I am just curious about them. Been reading reviews and some are good and some are bad. Just wanting to get something soon that will shoot squirrels. Looked at Gamo and Crosman at Walmart and other sporting goods store. What is yalls input on the Gamo?


----------



## Horns (Oct 28, 2014)

I have a Gamo Bone Collector edition. I like the air gun but the Gamo scope on it is trash. I need to replace it. I bought it to shoot squirrels in the yard as well.


----------



## chadf (Oct 28, 2014)

.22lr with sub sonic ammo........... 
Thubbbbb ! Plop !


----------



## chadf (Oct 28, 2014)

.22lr with sub sonic ammo........... 
Thubbbbb ! Plop !


----------



## Randy (Oct 28, 2014)

I also have the bone collector.  Yea the scope is cheap but works, at least so far.  It's not a 100 yard gun but at 40 a squirrel does not stand a chance.


----------



## TrueBlueEagle (Nov 4, 2014)

If you dont mind spending a little bit more, I have this one. It has an amazing finish for a pellet rifle. Fires really great as well and powerful. Watch some reviews on it and you'll see. 
http://www.pyramydair.com/s/m/Hatsan_95_Air_Rifle_Combo_Walnut_Stock/2678


----------



## scott stokes (Nov 12, 2014)

For a spring gun I would get RWS34  in .22


----------



## markland (Nov 24, 2014)

Check out Flying Dragon Air Rifles, he can set you up with and get it tuned and will shoot excellent.  I got my XS46U from him and had him do the gas piston in it and shoots incredible.  Over 1000fps with mid-weight pellets and 1/2-5/8in groups at 50yds.


----------



## VisionCasting (Feb 12, 2015)

I've got a Gamo Bone Collector from Air Gun Depot (refurb online for around $120 as I recall) - 1300fps.  Replaced the cheap scope with a CenterPoint Zombie Mil Dot with lighted reticle ($50'ish).  I can headshot a squirrel at 30yds every time.  

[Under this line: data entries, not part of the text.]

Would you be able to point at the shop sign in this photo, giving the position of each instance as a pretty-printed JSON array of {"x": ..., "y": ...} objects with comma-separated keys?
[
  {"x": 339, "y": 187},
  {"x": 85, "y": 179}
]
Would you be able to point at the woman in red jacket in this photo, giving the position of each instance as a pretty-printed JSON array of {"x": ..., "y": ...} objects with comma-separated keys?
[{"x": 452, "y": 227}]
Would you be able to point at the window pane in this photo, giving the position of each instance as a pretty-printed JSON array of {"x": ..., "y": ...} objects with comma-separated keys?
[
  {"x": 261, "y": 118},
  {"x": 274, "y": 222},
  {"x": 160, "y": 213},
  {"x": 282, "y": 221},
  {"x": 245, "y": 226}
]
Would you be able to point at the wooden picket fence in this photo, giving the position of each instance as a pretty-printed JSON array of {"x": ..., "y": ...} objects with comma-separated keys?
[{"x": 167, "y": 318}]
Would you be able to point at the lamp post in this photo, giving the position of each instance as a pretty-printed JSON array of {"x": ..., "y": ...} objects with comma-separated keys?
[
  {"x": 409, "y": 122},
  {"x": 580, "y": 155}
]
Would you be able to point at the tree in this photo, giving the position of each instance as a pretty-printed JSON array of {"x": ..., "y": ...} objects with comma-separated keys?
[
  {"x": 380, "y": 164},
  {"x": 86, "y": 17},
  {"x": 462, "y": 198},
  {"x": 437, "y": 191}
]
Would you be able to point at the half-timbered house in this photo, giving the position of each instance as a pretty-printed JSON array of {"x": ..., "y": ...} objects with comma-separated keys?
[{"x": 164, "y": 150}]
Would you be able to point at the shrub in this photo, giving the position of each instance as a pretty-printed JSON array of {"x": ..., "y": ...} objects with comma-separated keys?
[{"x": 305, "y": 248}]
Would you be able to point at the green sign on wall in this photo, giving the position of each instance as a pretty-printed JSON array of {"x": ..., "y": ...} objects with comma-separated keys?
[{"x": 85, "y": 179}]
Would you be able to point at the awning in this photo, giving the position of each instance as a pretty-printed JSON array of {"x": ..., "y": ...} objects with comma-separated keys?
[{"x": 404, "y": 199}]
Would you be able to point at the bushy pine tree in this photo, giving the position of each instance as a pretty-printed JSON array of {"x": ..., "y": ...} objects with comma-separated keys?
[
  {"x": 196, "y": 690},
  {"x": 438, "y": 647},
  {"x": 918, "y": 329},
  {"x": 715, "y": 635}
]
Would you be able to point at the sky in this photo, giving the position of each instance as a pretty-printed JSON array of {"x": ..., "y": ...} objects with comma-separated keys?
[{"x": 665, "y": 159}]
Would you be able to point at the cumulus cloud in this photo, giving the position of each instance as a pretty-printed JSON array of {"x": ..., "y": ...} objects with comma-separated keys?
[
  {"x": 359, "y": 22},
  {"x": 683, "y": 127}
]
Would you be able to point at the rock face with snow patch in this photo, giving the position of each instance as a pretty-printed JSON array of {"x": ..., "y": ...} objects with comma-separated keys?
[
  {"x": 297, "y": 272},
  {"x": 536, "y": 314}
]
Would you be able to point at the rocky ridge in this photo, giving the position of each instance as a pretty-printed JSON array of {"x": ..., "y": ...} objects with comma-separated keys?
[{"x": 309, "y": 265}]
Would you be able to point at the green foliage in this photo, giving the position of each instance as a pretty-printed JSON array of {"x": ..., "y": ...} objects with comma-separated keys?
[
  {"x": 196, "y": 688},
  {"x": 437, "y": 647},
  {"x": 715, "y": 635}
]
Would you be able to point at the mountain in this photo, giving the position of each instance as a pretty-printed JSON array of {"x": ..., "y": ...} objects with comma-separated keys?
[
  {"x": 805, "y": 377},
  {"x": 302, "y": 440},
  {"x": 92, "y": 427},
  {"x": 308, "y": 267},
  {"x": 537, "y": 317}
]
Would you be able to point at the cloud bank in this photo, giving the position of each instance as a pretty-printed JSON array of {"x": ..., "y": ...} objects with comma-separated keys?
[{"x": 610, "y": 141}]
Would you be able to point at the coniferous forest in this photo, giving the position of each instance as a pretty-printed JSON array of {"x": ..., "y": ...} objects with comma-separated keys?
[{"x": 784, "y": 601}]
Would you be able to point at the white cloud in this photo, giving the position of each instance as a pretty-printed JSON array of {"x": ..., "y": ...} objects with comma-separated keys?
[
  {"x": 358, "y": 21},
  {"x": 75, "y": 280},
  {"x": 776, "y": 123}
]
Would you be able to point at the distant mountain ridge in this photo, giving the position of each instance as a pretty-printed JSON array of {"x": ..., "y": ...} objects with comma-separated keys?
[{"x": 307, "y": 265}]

Fair warning - ammo matters!  Mine performs best with HP lead (not steel).  The chisel tip tumbles and isn't nearly as accurate in mine.  I had to try 4-5 different profiles until I found the best one for my setup.  

Good luck!


----------



## ChattNFHunter (Feb 12, 2015)

PreCharged Pneumatics are the way to go.  Yes get ready to tap into your retirement fund a little, but they sure do shoot straight and hit hard!  The benjamin marauder .25 caliber is pretty darn deadly.  And it will lay down a sub 1" group at 60 yards.


----------



## dawg2 (Feb 13, 2015)

Dreamer69 said:


> I am just curious about them. Been reading reviews and some are good and some are bad. Just wanting to get something soon that will shoot squirrels. Looked at Gamo and Crosman at Walmart and other sporting goods store. What is yalls input on the Gamo?



PLAN on buying a new scope if it comes with a Gamo scope.


----------



## bhaynes (Mar 26, 2015)

I can't tell you how many squirrels my wife has killed with our Gamo. Doesn't take much to get the scope off though.


----------